Farmer puts Zanu PF laws to court test

Augustine Mukaro


A DISPOSSESSED white landowner is suing President Robert Mugabe in yet another test case of laws hastily promulgated to facilitate land seizures.

In an application to the High Court, Alexander Stuart Ross is seeking an order to compel Mugabe to rev

erse the acquisition of his property by government, arguing that the land — Gletwyn Farm — is part of Harare.

The papers filed on March 8 cite Mugabe as the first respondent and 10 others, including ministers and other high-ranking government officials, as respondents.

The government’s Land Acquisition Act and Constitutional Amendment Act No 17 passed last year exempt municipal land from seizure by the state under the land reform programme.

According to Ross, Gletwyn, which is registered in his name, was incorporated into the Harare municipal area by Statutory Instrument 41 of 1996.

Gletwyn has been targeted for acquisition since 2002 with a flurry of Zanu PF-inspired invading groups moving in to grab the prime property.

First it was the Sally Mugabe Housing Cooperative, before government seized the property in November 2004 and gave it to Divine Homes to subdivide into low-density residential stands.

Police Heights Housing Cooperative earlier this year invaded the farm, forcibly evicting more than 200 people on the pretext of developing residential stands for senior law enforcement officers.

Divine Homes, a private land developer chaired by Deputy Finance minister David Chapfika, has already started work, subdividing Gletwyn into 600 residential stands.

Ross argues in the court papers that it was illegal for the government to acquire Gletwyn because the Land Acquisition Act upon which it based its actions does not permit the state to acquire municipal land for purposes of redistribution.

“A piece of land under municipal area cannot be acquired under the provisions of the Land Acquisition Act applicable to agricultural land, as all land within any municipal area is expressly excluded from such provisions,” Ross states in his papers.

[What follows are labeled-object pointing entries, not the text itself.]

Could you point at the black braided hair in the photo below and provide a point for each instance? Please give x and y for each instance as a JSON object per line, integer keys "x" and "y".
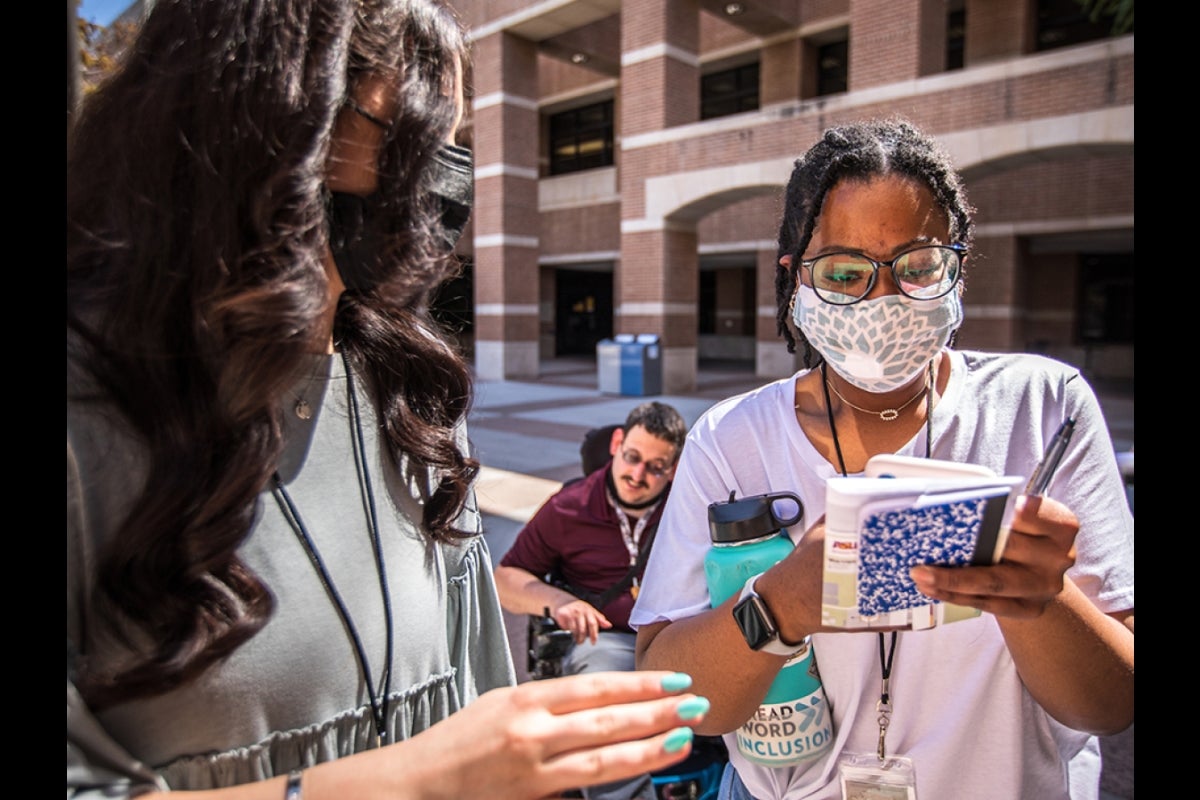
{"x": 859, "y": 151}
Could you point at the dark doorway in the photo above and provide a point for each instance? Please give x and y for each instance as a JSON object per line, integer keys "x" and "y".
{"x": 582, "y": 311}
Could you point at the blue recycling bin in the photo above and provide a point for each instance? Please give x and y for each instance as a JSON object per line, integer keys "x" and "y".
{"x": 630, "y": 365}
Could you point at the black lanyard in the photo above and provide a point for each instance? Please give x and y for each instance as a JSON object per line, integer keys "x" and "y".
{"x": 885, "y": 705}
{"x": 378, "y": 702}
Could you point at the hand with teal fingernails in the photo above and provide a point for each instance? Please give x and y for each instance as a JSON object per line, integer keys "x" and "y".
{"x": 540, "y": 738}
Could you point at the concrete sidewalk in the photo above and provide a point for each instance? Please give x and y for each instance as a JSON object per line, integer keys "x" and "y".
{"x": 527, "y": 434}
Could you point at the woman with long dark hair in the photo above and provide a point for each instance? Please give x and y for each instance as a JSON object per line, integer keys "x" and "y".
{"x": 274, "y": 554}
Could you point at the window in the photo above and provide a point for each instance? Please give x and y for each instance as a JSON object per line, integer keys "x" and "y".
{"x": 955, "y": 36}
{"x": 832, "y": 67}
{"x": 730, "y": 91}
{"x": 1062, "y": 23}
{"x": 1105, "y": 314}
{"x": 581, "y": 138}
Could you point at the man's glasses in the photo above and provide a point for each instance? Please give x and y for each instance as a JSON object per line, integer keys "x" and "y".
{"x": 655, "y": 468}
{"x": 923, "y": 274}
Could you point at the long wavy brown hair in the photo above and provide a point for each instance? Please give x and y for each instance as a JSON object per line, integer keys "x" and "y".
{"x": 196, "y": 227}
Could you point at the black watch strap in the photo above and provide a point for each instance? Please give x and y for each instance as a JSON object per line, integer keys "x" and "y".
{"x": 757, "y": 624}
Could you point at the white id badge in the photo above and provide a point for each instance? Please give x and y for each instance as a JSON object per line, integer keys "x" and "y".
{"x": 865, "y": 777}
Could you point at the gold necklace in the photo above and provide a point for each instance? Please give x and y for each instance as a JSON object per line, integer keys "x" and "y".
{"x": 887, "y": 414}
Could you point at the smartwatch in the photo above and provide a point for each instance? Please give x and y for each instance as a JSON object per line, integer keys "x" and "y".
{"x": 759, "y": 625}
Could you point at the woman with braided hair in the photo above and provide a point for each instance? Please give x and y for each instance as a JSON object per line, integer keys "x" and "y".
{"x": 276, "y": 577}
{"x": 1003, "y": 705}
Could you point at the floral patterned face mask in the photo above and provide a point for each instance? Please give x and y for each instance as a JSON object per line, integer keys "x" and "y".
{"x": 877, "y": 344}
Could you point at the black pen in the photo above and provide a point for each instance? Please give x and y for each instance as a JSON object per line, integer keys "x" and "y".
{"x": 1041, "y": 477}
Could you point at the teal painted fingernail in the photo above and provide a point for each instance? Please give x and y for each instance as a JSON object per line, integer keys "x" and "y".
{"x": 677, "y": 740}
{"x": 677, "y": 681}
{"x": 693, "y": 708}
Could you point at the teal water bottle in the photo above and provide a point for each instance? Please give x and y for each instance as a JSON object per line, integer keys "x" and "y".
{"x": 793, "y": 722}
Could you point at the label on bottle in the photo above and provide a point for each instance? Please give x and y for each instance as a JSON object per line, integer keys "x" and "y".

Section 2, Chapter 20:10 of the Act stipulates that “agricultural land required for resettlement purposes” means any rural land the acquisition of which is reasonably required for resettlement purposes and which is identified in a preliminary notice as being required for those purposes. Rural land means any land other than land which is in a municipal area or local government area.

Last August’s constitutional amendment bans citizens from contesting  court seizure of their land by the state but it also makes it clear that   government can only take farmland for purposes of resettlement.

“If the state were to start seizing urban land by ‘selective nationalisation’, it is possible the property market, upon which the state depends for many revenues and many people depend for their livelihoods, would collapse,” Ross said in the court application.

Respondents in the application include Lands, Land Reform and Resettlement minister Didymus Mutasa, Chapfika, Local Government minister Ignatious Chombo, Agriculture minister Joseph Made, Police Commissioner Augustine Chihuri, and Reserve Bank of Zimbabwe governor Gideon Gono.

Gono, who has strongly spoken against land seizures, is named as a respondent because he allegedly financed the unauthorised subdivision of Gletywn by Divine Homes.